Qirui is one of 60 million "left-behind" children in China - young people who grow up in the care of illiterate grandparents in rural areas as their parents have left for the cities for better jobs there.
As China realises the importance of early childhood education in breaking the poverty cycle across generations, there is increasing attention given to bringing such education to children like Qirui.
Between the ages of zero and three is when the brain undergoes critical neurodevelopment, said Mr Lu Mai, secretary general of the China Development Research Foundation (CDRF), a public foundation. Studies have shown this is a critical time for learning.
While practices such as reading bedtime stories have become commonplace in the city, many older village folk lack such knowledge so a rural child reaches kindergarten far behind his city peers.
"(Rural) parenting methods directly impact the development potential of a child, and solidify the social gaps, passing poverty on to the next generation," he said.
This is where Ms Gu, one of more than 300 home educators working with CDRF, comes in. For an hour each week, she visits nine children in the county, many living in remote mountain villages. She plays games, draws and sings with them.
She also teaches their caregivers better ways to interact with the children, aged from six months to three years.
The pilot programme in Huachi, which started in 2015, saw early fruits just one year in: A survey showed that developmental risk was cut by half while the family environment of most of the toddlers had improved.
The programme has since been expanded to the rest of Gansu as well as Guizhou, Xinjiang and Qinghai, some of China's poorest areas.
Dance a passport out of poverty
With arms interlinked and laughing as they kicked their heels to the rhythm of a three-string lute, the dozen young girls of the Yi minority group showcased their traditional ethnic dance, an art form that had nearly disappeared in their small mountain community.
But the brave smiles of those like Zhang Yuqian, 12, masked apprehension, as the dance item was part of a ceremony that marked a new chapter for the next generation of remote Naduo village, which in the Yi dialect means "paddy fields hidden behind the mountains".
Yuqian, together with 54 other children, would travel nearly 350km the next day - the farthest she would ever be from home - to begin her schooling in the provincial capital Kunming. She would not see her parents for the next six months while studying at Kunming Art School.
"I'm worried that I may not fit in in the city, but I'm also happy because it shows that Teacher Zhang and Teacher Guan's instructions have not been wasted," she said.
The two teachers are choreographer Zhang Ping and ballet teacher Guan Yu with the prestigious Beijing Dance Academy, who in 2016 began the Rainbow Project. This is a ground-up initiative that seeks to lift minority children in Yunnan's Wenshan Zhuang and Miao autonomous prefecture, of which Yuqian's village is a part, out of poverty through the arts.

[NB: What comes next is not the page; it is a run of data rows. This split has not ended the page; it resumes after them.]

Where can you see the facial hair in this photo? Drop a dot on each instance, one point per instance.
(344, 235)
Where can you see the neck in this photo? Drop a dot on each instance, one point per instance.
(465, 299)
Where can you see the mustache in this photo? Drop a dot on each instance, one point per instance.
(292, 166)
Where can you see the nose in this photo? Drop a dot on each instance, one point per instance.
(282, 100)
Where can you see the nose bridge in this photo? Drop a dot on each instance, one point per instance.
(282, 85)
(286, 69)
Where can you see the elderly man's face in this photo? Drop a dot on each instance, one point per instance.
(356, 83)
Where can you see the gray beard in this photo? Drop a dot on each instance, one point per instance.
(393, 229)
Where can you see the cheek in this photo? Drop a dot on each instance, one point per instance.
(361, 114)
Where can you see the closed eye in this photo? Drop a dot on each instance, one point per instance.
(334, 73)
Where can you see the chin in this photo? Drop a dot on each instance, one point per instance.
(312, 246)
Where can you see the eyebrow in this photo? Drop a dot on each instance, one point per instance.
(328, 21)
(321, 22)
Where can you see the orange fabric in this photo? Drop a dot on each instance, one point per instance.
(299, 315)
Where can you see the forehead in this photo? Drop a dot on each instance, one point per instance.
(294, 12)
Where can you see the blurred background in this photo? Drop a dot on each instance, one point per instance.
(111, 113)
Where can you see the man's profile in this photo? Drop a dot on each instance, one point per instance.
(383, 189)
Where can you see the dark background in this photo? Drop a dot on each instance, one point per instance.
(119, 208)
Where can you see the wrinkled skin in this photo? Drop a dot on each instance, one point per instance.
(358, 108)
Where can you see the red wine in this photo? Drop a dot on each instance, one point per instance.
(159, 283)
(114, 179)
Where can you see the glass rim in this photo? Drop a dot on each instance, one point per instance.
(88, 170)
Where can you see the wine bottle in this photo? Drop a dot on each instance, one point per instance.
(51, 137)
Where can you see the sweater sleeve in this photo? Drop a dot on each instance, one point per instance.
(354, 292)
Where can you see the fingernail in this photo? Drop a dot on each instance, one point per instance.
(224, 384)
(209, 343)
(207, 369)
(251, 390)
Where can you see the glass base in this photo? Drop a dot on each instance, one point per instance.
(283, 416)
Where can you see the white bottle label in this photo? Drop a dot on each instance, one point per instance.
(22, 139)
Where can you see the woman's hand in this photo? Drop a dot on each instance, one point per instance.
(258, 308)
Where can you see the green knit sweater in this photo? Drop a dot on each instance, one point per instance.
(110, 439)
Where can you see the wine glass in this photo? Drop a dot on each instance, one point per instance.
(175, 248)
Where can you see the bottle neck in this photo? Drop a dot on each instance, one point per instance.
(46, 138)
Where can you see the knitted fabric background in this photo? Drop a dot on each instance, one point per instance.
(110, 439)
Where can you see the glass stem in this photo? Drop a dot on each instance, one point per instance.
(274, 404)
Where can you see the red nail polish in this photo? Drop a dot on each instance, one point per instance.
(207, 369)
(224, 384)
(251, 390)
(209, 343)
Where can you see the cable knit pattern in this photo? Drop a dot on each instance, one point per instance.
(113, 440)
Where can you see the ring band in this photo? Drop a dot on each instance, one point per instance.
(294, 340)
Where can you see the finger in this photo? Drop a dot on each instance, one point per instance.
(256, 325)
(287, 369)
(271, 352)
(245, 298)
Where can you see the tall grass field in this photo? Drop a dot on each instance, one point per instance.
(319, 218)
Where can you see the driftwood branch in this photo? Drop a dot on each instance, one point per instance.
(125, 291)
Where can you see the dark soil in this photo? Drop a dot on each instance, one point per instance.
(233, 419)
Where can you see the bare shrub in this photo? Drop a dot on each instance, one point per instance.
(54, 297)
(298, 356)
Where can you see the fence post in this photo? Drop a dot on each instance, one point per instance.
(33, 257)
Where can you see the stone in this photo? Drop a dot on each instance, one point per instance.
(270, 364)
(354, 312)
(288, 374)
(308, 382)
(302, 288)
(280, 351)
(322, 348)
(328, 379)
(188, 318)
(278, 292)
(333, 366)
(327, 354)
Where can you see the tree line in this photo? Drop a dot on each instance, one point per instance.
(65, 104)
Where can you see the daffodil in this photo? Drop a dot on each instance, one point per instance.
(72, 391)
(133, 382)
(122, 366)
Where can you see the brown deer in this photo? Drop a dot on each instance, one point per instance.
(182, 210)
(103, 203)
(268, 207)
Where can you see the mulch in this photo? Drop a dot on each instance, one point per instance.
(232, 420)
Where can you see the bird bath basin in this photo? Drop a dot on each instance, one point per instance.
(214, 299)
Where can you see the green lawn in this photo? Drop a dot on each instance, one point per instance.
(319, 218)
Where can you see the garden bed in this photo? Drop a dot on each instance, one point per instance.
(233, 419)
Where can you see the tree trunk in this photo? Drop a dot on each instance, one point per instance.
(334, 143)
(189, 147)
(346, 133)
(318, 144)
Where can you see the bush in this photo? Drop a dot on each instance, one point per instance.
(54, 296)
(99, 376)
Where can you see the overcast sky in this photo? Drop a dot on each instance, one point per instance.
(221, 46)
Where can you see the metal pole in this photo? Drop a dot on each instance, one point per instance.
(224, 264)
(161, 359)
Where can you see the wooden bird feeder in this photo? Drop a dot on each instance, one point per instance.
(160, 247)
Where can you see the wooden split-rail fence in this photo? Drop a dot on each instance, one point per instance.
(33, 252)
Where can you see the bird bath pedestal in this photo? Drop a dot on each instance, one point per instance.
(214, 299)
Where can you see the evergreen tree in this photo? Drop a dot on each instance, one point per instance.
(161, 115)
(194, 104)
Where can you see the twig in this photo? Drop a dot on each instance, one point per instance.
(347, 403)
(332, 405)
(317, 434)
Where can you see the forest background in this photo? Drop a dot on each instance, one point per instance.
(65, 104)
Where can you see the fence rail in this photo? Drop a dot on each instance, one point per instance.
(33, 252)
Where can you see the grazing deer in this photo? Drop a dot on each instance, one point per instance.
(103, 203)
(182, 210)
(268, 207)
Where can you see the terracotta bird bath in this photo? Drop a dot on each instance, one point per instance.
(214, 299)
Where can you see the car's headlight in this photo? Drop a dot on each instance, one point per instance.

There are no records of anyone from the village, one of the poorest in the region, completing a degree or diploma. The traditional career path, after completing secondary school, is that of a migrant worker working in a low-paying service or manufacturing job in one of the nearby cities.

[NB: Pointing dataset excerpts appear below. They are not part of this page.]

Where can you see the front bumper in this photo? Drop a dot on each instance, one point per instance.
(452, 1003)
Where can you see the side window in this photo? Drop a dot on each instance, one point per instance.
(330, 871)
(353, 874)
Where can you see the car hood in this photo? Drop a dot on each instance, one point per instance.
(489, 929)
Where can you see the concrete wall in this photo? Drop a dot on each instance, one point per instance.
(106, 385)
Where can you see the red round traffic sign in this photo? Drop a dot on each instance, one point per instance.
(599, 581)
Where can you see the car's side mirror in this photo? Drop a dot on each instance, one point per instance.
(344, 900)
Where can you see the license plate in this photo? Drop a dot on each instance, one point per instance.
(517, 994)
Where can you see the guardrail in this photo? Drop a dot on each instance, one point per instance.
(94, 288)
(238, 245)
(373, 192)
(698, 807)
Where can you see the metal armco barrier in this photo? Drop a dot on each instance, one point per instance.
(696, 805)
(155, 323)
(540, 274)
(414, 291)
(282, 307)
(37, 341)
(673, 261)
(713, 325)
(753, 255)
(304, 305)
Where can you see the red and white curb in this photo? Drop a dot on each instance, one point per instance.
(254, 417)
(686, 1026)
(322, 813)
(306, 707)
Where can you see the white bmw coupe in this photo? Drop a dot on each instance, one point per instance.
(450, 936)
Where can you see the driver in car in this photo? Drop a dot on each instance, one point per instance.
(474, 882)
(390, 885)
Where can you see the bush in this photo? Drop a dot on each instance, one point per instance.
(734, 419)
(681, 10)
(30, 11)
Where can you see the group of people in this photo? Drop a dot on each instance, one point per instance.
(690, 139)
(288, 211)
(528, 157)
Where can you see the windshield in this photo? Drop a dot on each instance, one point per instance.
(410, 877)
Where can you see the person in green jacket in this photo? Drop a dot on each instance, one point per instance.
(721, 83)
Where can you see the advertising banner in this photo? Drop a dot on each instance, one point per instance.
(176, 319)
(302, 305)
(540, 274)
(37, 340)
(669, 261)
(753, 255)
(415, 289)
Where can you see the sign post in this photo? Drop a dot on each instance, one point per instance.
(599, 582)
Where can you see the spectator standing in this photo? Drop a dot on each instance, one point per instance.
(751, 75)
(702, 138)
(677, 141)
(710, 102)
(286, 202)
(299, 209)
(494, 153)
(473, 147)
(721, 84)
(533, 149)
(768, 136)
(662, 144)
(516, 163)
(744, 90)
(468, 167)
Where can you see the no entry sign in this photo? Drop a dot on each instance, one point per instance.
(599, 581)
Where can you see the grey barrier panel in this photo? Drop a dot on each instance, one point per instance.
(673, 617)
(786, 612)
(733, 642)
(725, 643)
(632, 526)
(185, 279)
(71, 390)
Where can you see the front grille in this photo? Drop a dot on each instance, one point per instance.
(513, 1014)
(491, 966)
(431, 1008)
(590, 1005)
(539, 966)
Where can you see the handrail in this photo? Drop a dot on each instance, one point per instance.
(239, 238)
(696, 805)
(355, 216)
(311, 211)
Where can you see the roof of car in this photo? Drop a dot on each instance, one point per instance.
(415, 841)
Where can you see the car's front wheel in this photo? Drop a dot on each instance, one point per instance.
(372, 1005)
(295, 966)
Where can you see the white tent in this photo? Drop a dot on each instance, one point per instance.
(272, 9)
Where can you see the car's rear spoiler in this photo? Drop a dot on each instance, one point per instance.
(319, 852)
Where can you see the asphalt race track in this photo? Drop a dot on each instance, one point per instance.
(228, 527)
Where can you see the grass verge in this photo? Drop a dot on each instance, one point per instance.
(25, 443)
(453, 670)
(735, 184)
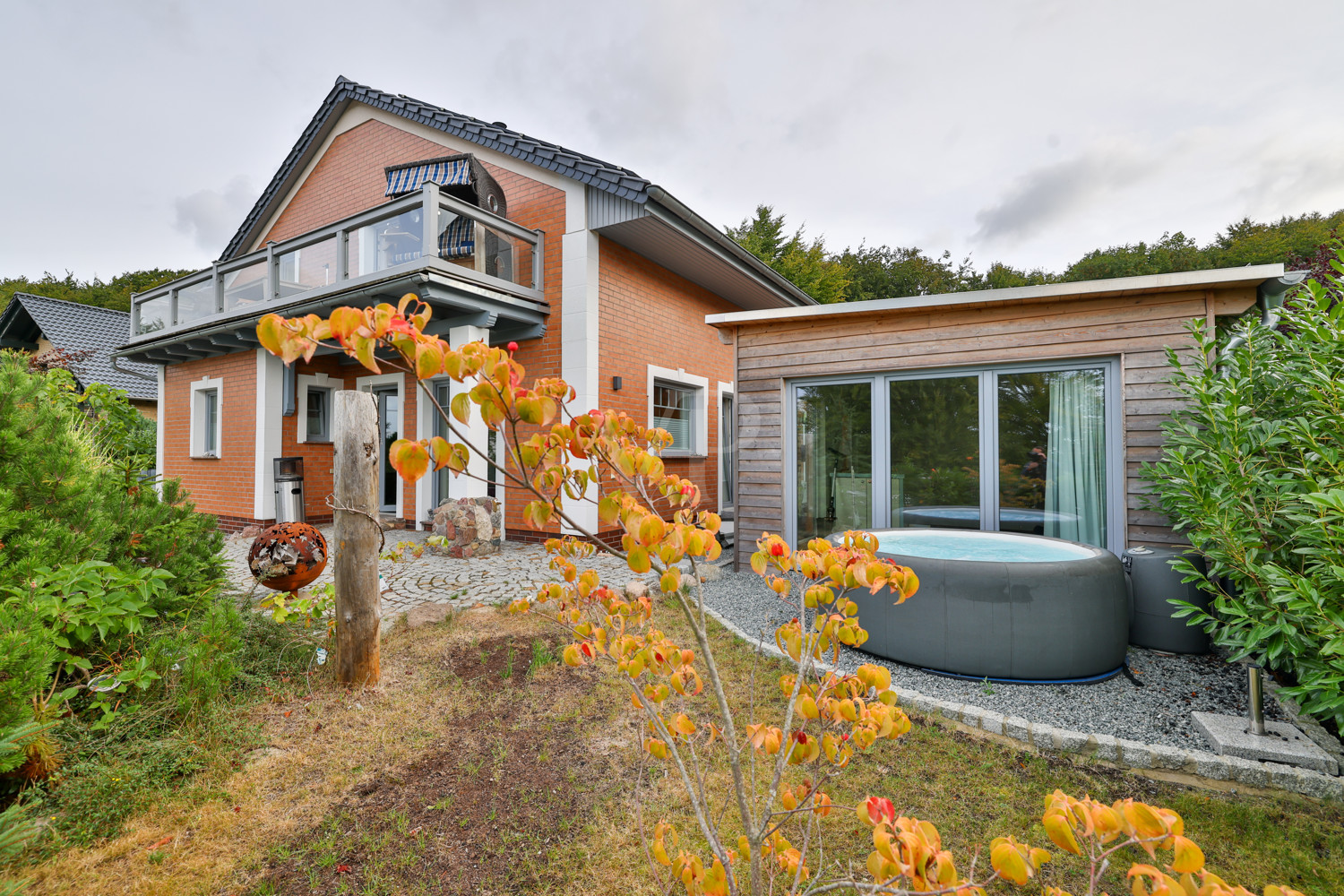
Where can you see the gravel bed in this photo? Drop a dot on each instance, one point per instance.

The Rainbow Project hopes to change this.
Last year, Mr Guan and Ms Zhang raised funds to send four children from Naduo to Kunming Art School after the quartet passed its rigorous entrance examinations, following weekly dance lessons with volunteer teachers from local schools.

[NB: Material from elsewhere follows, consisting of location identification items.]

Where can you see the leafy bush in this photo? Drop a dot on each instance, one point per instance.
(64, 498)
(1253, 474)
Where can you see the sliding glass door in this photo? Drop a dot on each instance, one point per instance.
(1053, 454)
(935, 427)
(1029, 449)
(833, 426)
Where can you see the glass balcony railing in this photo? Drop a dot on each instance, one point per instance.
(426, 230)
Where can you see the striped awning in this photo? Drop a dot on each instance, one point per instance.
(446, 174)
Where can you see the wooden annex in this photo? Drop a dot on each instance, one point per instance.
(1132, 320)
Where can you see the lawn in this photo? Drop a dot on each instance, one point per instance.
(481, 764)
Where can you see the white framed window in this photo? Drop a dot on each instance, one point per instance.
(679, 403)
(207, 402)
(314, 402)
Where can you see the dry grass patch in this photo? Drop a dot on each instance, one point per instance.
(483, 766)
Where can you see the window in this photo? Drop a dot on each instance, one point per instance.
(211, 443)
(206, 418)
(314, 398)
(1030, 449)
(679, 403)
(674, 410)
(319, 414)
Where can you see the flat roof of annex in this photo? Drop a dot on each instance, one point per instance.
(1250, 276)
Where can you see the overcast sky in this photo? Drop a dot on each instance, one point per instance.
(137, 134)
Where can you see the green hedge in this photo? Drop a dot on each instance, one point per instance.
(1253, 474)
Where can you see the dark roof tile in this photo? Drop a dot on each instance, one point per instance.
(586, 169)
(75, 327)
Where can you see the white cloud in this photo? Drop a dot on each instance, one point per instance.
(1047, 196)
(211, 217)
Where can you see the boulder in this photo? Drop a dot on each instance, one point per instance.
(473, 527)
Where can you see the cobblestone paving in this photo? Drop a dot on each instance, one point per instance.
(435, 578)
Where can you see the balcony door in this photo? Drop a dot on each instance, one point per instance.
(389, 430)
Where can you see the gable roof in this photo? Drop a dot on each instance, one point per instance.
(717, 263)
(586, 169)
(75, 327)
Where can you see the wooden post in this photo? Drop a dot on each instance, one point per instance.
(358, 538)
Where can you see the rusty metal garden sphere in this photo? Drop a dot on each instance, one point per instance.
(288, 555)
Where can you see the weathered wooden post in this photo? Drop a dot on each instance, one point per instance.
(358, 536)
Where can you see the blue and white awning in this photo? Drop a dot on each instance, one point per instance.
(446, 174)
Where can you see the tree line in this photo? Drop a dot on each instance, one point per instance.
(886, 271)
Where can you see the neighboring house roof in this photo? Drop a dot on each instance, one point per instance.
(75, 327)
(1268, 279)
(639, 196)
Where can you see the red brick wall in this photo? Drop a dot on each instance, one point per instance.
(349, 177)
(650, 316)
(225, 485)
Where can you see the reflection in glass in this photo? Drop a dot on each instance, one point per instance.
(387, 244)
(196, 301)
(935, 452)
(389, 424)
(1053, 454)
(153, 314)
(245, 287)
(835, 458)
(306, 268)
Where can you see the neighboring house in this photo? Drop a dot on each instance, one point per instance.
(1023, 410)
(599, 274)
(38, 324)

Despite the odds, the students did well enough that the school and its affiliate, the Yunnan Art School, offered another 51 scholarships this year, Ms Zhang said.
But there were some problems too. There were a few instances of truancy, which was eventually traced to difficulties adjusting and homesickness, Mr Guan said.
"The city moves at such a fast pace, unlike back home, that sometimes I miss the simple life I had of picking mushrooms and grazing the cows," said 14-year-old Wang Shiyi, one of the four children.